Quilts — decoratively appealing and functionally comfortable — are a twofer.

Perhaps that’s why the time-honored craft of quilt making remains as relevant now as ever, not least in Utah, where there are currently 60 quilting guilds in operation. Quilting has a long tradition in the Beehive State going back more than 150 years.

Yet this textile art form has more application still, and a new exhibit at the Utah Museum of Fine Arts is peeling back the craft’s multilayered meaning to show how quilts operate as maps to the past, provide insights into the culture and history of their makers, and archive the voice of historically under-documented constituencies — women and people of color.

“Handstitched Worlds: The Cartography of Quilts,” an exhibition from the American Folk Art Museum in New York on display in Utah through May, showcases 18 quilts from the 19th to the 21st century, and encourages viewers to “read the whole object” in order to uncover unseen threads of history.

“What I find most exciting about this exhibit is the idea that these quilts tell the story. You see it in the material, the motifs, the symbols, the way they’re using them, it’s the stories of their creators, and that creates a rich experience,” said Luke Kelly, the museum’s associate curator of collections.

Suzanne and Hank Krause, of Colorado, look at the works in “Handstitched Worlds: The Cartography of Quilts” at the Utah Museum of Fine Arts at the University of Utah in Salt Lake City on Tuesday, March 8, 2022. | Scott G Winterton, Deseret News

Quilts tell stories of struggle

Like much iconic art, these quilts tell the stories of hope amid hardship.
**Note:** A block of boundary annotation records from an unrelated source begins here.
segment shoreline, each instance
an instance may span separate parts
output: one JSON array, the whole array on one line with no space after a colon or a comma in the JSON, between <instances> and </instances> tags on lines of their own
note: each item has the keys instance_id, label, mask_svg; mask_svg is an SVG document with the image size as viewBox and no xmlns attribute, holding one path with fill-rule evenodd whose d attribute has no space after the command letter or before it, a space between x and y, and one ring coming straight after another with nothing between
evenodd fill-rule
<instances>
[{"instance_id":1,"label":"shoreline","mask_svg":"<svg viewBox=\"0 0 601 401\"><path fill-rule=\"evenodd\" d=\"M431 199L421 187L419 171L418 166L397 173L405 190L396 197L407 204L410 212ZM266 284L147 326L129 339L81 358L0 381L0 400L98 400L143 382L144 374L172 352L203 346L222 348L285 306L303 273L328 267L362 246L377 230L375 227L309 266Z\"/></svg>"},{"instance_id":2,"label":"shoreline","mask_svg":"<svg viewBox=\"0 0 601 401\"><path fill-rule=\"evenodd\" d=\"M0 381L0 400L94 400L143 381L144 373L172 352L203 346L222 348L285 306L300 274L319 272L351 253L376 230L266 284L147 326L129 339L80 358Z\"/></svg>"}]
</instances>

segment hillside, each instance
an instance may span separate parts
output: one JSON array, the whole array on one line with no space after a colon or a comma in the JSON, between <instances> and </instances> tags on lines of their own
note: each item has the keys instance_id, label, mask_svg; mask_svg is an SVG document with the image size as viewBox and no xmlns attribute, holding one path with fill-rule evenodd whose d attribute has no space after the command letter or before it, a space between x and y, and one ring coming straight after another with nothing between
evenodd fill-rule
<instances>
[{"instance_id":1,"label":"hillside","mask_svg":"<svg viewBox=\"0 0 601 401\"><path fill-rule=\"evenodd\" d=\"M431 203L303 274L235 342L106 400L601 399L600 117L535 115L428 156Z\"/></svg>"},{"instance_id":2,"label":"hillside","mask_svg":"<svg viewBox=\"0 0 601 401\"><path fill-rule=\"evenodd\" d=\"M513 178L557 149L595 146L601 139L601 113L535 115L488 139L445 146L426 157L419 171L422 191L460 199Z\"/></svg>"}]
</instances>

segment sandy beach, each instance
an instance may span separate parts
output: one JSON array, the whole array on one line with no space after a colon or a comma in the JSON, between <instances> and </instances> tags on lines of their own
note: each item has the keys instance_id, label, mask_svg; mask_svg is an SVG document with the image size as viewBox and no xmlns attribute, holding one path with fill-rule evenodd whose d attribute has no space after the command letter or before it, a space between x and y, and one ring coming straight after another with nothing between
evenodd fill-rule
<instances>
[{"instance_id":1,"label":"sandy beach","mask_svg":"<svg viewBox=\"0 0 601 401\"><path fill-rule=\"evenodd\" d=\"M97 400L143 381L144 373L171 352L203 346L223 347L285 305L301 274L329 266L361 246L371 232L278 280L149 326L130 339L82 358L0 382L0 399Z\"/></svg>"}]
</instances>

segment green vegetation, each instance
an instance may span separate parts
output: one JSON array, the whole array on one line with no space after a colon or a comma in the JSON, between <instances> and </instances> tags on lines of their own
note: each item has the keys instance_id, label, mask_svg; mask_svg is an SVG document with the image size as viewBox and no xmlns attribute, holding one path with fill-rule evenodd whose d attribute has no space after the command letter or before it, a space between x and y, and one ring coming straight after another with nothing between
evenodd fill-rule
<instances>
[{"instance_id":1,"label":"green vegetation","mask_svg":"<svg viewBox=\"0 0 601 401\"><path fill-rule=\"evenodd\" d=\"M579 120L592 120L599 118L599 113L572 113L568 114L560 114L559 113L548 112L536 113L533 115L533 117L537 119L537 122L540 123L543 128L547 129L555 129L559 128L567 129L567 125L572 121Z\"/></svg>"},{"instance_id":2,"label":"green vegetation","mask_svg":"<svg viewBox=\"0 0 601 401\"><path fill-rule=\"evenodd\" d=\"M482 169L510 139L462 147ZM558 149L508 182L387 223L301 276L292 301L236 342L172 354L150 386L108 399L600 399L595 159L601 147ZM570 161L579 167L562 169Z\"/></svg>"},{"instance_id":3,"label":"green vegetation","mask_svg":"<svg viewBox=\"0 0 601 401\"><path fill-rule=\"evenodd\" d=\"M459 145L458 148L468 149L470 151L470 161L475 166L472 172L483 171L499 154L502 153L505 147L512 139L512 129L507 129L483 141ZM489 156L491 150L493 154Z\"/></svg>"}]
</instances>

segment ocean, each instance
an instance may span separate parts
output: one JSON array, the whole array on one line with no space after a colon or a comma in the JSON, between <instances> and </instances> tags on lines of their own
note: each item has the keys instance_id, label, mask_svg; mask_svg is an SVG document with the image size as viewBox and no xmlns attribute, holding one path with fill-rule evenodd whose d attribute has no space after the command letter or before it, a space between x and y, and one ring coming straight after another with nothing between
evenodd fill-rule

Sometimes the struggle is tucked quietly into the details, while elsewhere human trials are on full heartbreaking display.

For instance, the contemporary quilt “Hmong Story Cloth,” by quilter Bao Lee, captures the grueling 15-year history of the “Secret War” of the CIA’s involvement in the Laotian civil war and simultaneous war with the Vietnamese, depicting the misfortune of Hmong displacement and the woe of refugee existence.

“It tells such a powerful story. It shows how people who are very similar will go to war because of differences in their culture. It shows you there are modern airports side by side with refugee camps. That tells you so much,” said Stacey Slager, a Utah resident who visited the museum in March.

Quilts also tell the story of trials in softer ways.

A century before the “Secret War,” in 1861, a quilting bee in Cross River, New York, was at work on the “Cross River Album Quilt” that spoke of war more subtly. The quilt contrasts hopeful, flower-filled panels against a single union flag square, nodding to the mixed emotions of New Yorkers during the Civil War in the months after a demoralizing defeat at Bull Run.

“Westchester County was amongst the earliest and most enthusiastic supporters of the war. So these quilter’s more than likely had relatives who’d joined the Civil War effort. They initially thought it would be a brief deployment but it ended up being a four year war,” said Luke Kelly, explaining how the quilts reveal more than meets the eye. “It’s a wonderful example of the paradox of quilters creating this beautiful thing, but at this moment when they’re talking about very serious things and in a wholly uncertain time.”

A war story is captured differently again in “Soldiers Quilt,” made of wool uniforms from the British imperial army in India between 1850 to 1875 when soldiers were responsible for the upkeep and repair of their uniforms, developing sewing skills that found outlets elsewhere.

Though the artist is unknown, the object attests to a nimble quilter’s hand and stands as a monument to a craft that rewards patience, shown in the delicate workmanship of layered appliqué, precision rickrack and velvet binding.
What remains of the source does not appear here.